I was a bit confused at first (and so was she) because her screen had both a spyware popup, made to look like a Windows alert - claiming "You have been infected with spyware!" (no kidding) - and a genuine alert from her antivirus software (because the spyware had just attempted to install a trojan.)
It struck me that one of the reasons that the fake spyware alerts are effective at fooling the average computer user is that they may not be sure what a genuine alert from their antivirus software looks like! Especially in a business environment, the end user may not have installed the software themselves, and quite possibly couldn't tell you which software is installed - or where to find the controls.
HOW DO YOU GENERATE A VIRUS WARNING without actually loading a virus on the computer?
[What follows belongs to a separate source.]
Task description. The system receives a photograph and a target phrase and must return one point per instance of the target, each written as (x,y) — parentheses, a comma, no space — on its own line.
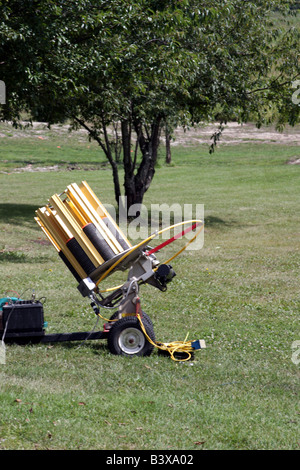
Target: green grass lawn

By using a file that the antivirus software vendors have generally agreed to treat as a virus, even though it isn't. The folks at EICAR (European Institute for Computer Anti-Virus Research) have a collection of files available to test your software. Try it yourself, and if you support a network, use it to educate your users!
(I know the EICAR test file is detected by Trend, Symantec, McAfee, Panda, and Kaspersky antivirus software. If your software doesn't detect the file as a virus, you might want to verify that your 'real time protection' is active. You do have antivirus software, don't you?)
Don't make the mistake of thinking someone's an idiot for clicking on a spyware popup if you've never showed them what a real virus warning looks like.